23. L'ensemble de lames de balayage de l'une des revendications 20 à 22, dans lequel le premier support de lame est fixé à une lame de chasse-neige située à l'avant, au côté, à l'arrière ou au‐dessous du véhicule, de sorte qu'on peut l'enlever.

24. L'ensemble de lames de balayage de la revendication 21, dans lequel au moins l'un des dispositifs de lame de balayage comprend en outre une bague métallique insérée dans la bague faite de matériau résistant et définit une ouverture d'attache, de sorte que la bague métallique est alignée avec le trou d'aération défini dans la même bague faite de matériau résistant.

25. L'ensemble de lames de balayage de l'une des revendications 20 à 24, dans lequel la partie lame est faite d'acier et le matériau résistant est fait de caoutchouc.

26. L'ensemble de lames de balayage de l'une des revendications 20 à 25, dans lequel les deux trous pour bague sont elliptiques.

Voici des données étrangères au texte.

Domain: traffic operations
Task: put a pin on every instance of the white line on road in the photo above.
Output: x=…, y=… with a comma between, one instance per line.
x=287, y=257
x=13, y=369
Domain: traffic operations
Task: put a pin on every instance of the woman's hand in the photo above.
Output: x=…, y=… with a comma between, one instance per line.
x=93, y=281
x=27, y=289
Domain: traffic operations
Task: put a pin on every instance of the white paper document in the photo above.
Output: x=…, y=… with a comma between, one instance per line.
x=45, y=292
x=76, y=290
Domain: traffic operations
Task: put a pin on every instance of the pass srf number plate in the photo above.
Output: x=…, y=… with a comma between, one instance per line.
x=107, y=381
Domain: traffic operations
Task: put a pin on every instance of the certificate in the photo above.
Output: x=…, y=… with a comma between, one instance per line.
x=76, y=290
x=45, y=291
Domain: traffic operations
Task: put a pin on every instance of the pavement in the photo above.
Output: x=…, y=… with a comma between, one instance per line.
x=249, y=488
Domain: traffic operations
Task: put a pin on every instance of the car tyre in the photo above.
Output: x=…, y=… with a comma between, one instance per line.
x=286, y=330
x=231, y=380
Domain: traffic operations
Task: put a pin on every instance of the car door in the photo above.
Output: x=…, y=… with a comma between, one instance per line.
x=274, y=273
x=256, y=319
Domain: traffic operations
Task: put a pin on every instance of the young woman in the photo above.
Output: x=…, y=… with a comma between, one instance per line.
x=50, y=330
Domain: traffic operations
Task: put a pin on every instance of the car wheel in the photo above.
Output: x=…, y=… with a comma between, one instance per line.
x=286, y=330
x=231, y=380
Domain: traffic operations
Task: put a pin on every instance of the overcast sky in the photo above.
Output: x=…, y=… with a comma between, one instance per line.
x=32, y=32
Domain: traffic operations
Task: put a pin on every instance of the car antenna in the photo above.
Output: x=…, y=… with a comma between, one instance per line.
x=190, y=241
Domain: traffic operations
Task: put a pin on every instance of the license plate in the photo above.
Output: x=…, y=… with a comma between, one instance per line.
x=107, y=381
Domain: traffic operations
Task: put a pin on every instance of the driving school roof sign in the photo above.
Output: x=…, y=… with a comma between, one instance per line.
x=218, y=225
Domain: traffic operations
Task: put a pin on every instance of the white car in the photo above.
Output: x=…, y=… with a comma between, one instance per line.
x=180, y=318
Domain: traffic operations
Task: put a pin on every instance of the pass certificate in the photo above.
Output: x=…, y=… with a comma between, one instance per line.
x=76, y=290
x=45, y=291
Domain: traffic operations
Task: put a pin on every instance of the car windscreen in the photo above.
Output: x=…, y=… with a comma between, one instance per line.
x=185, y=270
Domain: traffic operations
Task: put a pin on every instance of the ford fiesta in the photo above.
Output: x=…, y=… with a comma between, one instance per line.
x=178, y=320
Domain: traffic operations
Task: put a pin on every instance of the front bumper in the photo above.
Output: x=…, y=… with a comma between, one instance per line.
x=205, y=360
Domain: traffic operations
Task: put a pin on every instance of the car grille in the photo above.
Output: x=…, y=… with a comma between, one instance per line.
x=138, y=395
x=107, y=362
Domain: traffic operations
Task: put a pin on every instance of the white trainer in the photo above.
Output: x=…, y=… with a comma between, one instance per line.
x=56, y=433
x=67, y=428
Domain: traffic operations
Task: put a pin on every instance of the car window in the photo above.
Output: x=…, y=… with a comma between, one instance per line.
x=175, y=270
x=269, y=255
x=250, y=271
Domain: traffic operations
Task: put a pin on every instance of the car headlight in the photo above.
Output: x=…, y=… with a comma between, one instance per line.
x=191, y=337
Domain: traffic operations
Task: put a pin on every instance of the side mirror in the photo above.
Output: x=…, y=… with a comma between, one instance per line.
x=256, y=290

27. L'ensemble de lames de balayage de la revendication 24, dans lequel la partie lame comprend un bord inférieur pour balayer la surface du sol et le trou d'aération est plus près du bord inférieur que la bague métallique.

28. L'ensemble de lames de balayage de l'une des revendications 20 à 27, dans lequel la partie lame comprend un bord inférieur pour balayer la surface du sol et le bord inférieur de la partie lame s'étend davantage vers le bas que les premier et deuxième supports de lame.

29. L'ensemble de lames de balayage de l'une des revendications 20 à 28, dans lequel la partie lame comprend un bord supérieur et le bord supérieur de la partie lame s'étend vers le haut jusqu'au deuxième support de lame, ou davantage.

30. L'ensemble de lames de balayage de la revendication 21, dans lequel le trou d'aération transperce l'une des bagues faites de matériau résistant respectives.

31. L'ensemble de lames de balayage de l'une des revendications 20 à 30, dans lequel la couche de matériau résistant couvre la majorité des faces avant et arrière de la partie lame.

32. L'ensemble de lames de balayage de l'une des revendications 20 à 31, dans lequel la couche de matériau résistant est liée à la partie lame.

33. L'ensemble de lames de balayage de l'une des revendications 20 à 32, dans lequel la partie lame comprend un bord supérieur et la couche de matériau résistant s'étend jusqu'au bord supérieur de la partie lame tout au plus.

34. L'ensemble de lames de balayage de la revendication 33, dans lequel la couche de matériau résistant couvre le bord supérieur de la partie lame.

Revendications 36 à 49

36. L'ensemble de lames de balayage de la revendication 35, dans lequel la bague faite de matériau résistant comprend un trou d'aération pour augmenter la capacité de compression de la bague faite de matériau résistant respective.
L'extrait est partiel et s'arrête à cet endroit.